Dari kacamata Rizal, akan ada tambahan tiga smelter bauksit lagi untuk dalam negeri. Menurut asumsinya, kelak dengan terciptanya tiga smelter bauksit tersebut maka kebutuhan bijih bauksit untuk smelter sekitar 9 juta - 10 juta ton. Artinya masih akan ada kelebihan produksi sekitar 13 juta ton.
Sehingga, kata Rizal, masih dibutuhkan sekitar tiga atau empat smelter lagi untuk mengimbangi produksi bijih bauksit saat ini. "Saat ini baru beroperasi 2 smelter/refinery, 2 dalam pembangunan dan 1 dalam tahap studi kelayakan," ungkap Rizal.
Sebelumnya Presiden Ri Joko Widodo (Jokowi) meluapkan kemarahannya terkait dengan ekspor mineral mentah. Jokowi menyampaikan bahwa Indonesia sudah ratusan tahun melakukan ekspor barang mentah tersebut.
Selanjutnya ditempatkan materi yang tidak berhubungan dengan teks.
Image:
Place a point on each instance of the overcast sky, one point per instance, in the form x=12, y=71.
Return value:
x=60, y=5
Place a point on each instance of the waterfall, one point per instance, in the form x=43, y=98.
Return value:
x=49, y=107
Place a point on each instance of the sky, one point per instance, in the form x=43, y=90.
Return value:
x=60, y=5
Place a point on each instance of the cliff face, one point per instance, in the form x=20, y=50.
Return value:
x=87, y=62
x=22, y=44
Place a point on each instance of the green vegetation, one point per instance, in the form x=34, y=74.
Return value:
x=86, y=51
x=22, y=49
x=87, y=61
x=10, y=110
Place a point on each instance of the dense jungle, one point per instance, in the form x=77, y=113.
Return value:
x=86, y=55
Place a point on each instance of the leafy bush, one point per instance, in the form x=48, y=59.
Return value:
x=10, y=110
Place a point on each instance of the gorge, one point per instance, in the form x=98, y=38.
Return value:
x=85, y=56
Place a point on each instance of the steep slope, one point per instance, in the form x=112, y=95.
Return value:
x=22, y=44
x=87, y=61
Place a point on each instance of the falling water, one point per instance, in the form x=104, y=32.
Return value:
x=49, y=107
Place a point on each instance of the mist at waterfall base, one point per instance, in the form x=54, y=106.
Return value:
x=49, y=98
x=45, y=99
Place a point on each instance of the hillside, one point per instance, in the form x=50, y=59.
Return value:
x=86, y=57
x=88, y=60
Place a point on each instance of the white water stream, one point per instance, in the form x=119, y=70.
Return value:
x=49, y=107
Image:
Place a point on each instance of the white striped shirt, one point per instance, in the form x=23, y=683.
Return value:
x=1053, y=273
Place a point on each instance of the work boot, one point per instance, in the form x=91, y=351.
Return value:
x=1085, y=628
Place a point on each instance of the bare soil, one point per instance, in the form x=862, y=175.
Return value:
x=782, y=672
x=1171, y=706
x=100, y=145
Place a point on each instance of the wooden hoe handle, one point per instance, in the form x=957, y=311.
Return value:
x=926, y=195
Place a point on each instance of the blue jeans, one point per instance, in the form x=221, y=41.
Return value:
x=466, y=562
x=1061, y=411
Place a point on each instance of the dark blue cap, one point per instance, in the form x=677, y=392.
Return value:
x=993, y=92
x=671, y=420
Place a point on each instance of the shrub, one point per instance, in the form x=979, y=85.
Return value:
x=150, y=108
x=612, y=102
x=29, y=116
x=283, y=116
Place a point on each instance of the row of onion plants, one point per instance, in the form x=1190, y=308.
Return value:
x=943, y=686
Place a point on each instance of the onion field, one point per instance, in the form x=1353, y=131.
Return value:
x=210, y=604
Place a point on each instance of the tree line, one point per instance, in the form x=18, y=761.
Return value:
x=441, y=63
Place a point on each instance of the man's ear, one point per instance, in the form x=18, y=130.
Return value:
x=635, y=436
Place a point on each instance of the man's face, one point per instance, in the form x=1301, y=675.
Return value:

Bagi Jokowi, kegiatan ekspor mineral mentah yang terjadi selama ini sangat menguntungkan negara lain. Pasalnya, negara tersebut dapat mengolah bahan mentah dan membuka lapangan pekerjaan untuk banyak orang. Sementara di Indonesia sendiri masih terbuai dengan ekspor mineral mentah sehingga nilai tambah yanag diperoleh sangat minim.
Maka dari itu, untuk mendapatkan keuntungan sendiri, pemerintah tegas akan melarang kegiatan ekspor mineral mentah baik dari yang saat ini nikel, bauksit di tahun 2022 ini dan tembaga pada tahun 2023, serta timah pada tahun 2024.